2 tbs olive oil, divided
2 boneless, skinless chicken breasts, cut into bite-sized pieces
1 bunch broccoli, chopped into small florets (I use a bag of frozen broccoli florets because… less
chopping)
½ cup thinly sliced green onions (optional)
1 tsp toasted sesame seeds (optional, I’ve never used them)

Sauce:

3 tbs reduced-sodium soy sauce
2 tbs rice vinegar (You can use white vinegar, but rice vinegar is soooo tasty)
2 tbs honey
1 tbs cornstarch
1 garlic clove, minced (I use ½ tsp jarred minced garlic, or 1/8 tsp garlic powder)
½ tsp ground ginger
1 tsp toasted sesame oil

Directions:
Directions:
Heat 1 Tbs olive oil in large saute pan over medium-high heat. Add chicken breasts, and season with salt
and pepper (sometimes I skip the salt since I’m adding soy sauce). Cook until chicken is browned and
cooked through. While chicken is cooking, whisk sauce ingredients together in a small bowl until
combined.

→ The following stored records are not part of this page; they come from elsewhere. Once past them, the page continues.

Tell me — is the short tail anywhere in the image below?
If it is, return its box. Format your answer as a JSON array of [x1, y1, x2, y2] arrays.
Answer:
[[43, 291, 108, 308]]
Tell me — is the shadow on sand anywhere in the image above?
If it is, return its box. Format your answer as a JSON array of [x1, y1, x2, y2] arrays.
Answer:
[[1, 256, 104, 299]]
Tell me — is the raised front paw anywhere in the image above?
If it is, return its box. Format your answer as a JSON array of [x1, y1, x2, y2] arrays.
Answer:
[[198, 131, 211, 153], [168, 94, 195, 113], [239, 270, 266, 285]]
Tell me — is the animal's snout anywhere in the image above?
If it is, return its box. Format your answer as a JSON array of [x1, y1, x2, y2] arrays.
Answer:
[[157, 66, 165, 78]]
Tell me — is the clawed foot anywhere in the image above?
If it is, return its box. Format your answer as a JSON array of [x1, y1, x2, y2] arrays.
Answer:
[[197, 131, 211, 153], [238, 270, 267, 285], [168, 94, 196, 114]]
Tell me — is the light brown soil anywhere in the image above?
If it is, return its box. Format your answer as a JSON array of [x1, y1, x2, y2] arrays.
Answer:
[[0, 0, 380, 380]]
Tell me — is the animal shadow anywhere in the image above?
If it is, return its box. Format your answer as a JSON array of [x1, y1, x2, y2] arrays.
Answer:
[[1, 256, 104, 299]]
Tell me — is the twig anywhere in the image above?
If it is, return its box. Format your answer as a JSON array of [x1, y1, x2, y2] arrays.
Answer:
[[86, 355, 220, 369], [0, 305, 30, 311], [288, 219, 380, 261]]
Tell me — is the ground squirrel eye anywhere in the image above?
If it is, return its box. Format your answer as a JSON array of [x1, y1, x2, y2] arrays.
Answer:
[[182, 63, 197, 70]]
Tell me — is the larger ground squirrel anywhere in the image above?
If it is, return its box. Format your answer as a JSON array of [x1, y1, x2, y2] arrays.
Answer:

Once chicken is browned, add the remaining 1 Tbs of olive oil and broccoli. Cook for another
3ish minutes, or until broccoli is bright green and getting soft (or, if you’re using frozen, until broccoli is
warm all the way through). Stir in the soy sauce mixture, and cook for another minute or so until the
sauce has thickened and coated all of this deliciousness you just made. Remove from heat and serve
over rice, garnished with green onions and sesame seeds, if desired.

Personal Notes:
Personal Notes:
This recipe is one of our family favorites. I love that the flavor is light and scrumptious, but it doesn’t
leave me feeling like I’ve eaten take-out Asian food. Also, Gwen eats the chicken and the broccoli like it’s
the best food I’ve ever made (and it might be).